The application deadlines are all coming up in the next few months; you're recent enough out of school where it should be very easy to secure stellar recommendations from professors who haven't forgotten you (and hopefully liked you).

Amusingly, since the recruiting cycle has moved as early as it has, you can also be applying now for an internship for summer 2018 since as a class of 2019 student you'll have that summer free. You went to a target school, so it shouldn't be hard at all to find or get the contact info for the lead campus recruiter (here you actually want an HR person, not the senior banker).

Explain to them that you're applying to graduate schools and need to fill your intervening summer; it happens more frequently than you'd think. You need them to know this before you submit your application, otherwise it gets filtered out with a 'why the hell is someone done with school applying to be a summer'.

This has gotten really long so I'll be brief with the other fork under this second option, which would be something like Fulbright or TFA where you get a really shiny brand on your resume that all the 'prestige' employers will immediately recognize and be okay with hiring you out of.

I know three people (one Fulbright, two TFA) who struck out of recruiting in one way or another and all wound up with very elite jobs once they got the fellowship on their resume.
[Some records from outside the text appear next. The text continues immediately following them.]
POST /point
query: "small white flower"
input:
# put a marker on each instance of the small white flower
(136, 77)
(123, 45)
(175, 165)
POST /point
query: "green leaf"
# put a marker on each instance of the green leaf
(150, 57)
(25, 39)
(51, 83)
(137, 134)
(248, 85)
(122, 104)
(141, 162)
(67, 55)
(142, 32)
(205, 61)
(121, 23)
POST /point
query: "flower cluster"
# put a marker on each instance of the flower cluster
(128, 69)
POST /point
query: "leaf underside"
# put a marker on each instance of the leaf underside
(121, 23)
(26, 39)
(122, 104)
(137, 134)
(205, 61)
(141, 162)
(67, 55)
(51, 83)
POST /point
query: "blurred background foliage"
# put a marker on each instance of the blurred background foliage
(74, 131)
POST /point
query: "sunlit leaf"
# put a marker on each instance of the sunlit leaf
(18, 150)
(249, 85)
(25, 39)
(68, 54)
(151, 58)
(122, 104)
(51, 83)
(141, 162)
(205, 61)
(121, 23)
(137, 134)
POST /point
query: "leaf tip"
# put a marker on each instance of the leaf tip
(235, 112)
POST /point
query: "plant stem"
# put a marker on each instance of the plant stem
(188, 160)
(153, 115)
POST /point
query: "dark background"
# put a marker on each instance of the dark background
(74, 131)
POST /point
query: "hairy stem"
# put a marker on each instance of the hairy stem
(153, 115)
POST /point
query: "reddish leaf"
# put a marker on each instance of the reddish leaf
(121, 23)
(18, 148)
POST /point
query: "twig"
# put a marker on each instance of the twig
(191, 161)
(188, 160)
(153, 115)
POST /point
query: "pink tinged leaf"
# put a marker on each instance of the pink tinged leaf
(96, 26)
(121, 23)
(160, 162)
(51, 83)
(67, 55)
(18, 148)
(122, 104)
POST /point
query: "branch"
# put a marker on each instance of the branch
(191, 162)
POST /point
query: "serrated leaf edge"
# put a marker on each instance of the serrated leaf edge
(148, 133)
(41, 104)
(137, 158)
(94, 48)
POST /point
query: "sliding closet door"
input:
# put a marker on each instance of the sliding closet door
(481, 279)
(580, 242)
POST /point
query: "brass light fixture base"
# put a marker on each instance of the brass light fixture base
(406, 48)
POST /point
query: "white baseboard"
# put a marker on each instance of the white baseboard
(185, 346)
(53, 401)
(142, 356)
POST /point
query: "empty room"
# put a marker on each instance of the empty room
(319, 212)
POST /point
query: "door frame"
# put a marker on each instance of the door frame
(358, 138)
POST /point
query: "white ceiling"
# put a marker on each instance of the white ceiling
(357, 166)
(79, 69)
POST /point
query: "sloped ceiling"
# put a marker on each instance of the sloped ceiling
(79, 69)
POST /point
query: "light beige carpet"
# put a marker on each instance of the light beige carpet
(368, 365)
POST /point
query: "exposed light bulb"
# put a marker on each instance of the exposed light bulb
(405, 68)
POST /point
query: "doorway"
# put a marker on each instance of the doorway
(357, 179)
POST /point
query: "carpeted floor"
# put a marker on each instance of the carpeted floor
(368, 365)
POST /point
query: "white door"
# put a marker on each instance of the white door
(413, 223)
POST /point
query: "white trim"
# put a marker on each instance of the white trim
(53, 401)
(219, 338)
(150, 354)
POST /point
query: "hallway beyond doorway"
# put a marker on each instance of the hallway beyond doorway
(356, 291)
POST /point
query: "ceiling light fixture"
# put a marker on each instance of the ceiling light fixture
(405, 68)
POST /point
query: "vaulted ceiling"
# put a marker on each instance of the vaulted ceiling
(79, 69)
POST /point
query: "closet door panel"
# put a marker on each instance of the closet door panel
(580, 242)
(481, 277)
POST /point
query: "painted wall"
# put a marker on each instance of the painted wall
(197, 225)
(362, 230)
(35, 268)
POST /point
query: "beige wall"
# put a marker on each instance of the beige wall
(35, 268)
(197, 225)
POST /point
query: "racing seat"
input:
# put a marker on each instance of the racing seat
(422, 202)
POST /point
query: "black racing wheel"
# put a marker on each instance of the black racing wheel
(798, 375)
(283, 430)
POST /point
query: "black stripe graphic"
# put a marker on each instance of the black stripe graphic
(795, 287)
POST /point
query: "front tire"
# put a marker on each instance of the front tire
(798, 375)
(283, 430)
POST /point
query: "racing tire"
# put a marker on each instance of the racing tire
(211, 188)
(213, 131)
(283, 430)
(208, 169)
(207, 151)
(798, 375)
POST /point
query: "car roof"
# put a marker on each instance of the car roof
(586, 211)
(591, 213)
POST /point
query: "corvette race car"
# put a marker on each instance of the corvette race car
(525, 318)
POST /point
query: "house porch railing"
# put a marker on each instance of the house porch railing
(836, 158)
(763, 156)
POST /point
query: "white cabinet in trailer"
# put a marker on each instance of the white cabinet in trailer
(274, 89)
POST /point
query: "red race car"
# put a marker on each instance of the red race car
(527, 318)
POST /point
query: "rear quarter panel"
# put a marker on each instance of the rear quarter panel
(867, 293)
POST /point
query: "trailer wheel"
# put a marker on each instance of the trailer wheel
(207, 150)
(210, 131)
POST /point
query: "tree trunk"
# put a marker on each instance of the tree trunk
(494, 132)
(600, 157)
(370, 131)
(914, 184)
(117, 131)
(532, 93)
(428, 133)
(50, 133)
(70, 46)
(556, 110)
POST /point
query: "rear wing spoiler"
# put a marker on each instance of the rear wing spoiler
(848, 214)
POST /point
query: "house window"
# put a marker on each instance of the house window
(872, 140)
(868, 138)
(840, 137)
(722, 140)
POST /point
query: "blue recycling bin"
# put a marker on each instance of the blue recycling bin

One summered at a mid-tier BB and failed to get a return offer, did TFA, and got into GS IBD as an analyst afterward. Another completely failed in summer recruiting, did the Fulbright, and went to MBB. The third failed in summer recruiting, went to TFA, and then to MBB.

So, in summary, if I add up the facts of your circumstance, I see a strongly compelling route where you can:

  • apply for a one-year degree abroad with very favorable odds of acceptance
  • get a good internship for summer 2018 if you hustle starting immediately
  • completely eliminate the unspoken ding on your candidacy for having failed to get anything immediately out of school by effectively resetting the student timer and securing something before it runs out
  • acquire another top-notch academic brand for your resume
  • develop an international network
  • enjoy time in Europe at one of the most gorgeous campuses in the world
  • boost your profile for a future MBA application if you go that path

Even if you don't go the Oxbridge route, there are numerous ways to 'fix' this. Keep your chin up and remember that you can always find a way to get what you want. The great news here is that you have a stellar academic profile so far, so as long as you're willing to be a bit patient, there is zero reason why you can't enjoy equally stellar career placement.

I am permanently behind on PMs, it's not personal.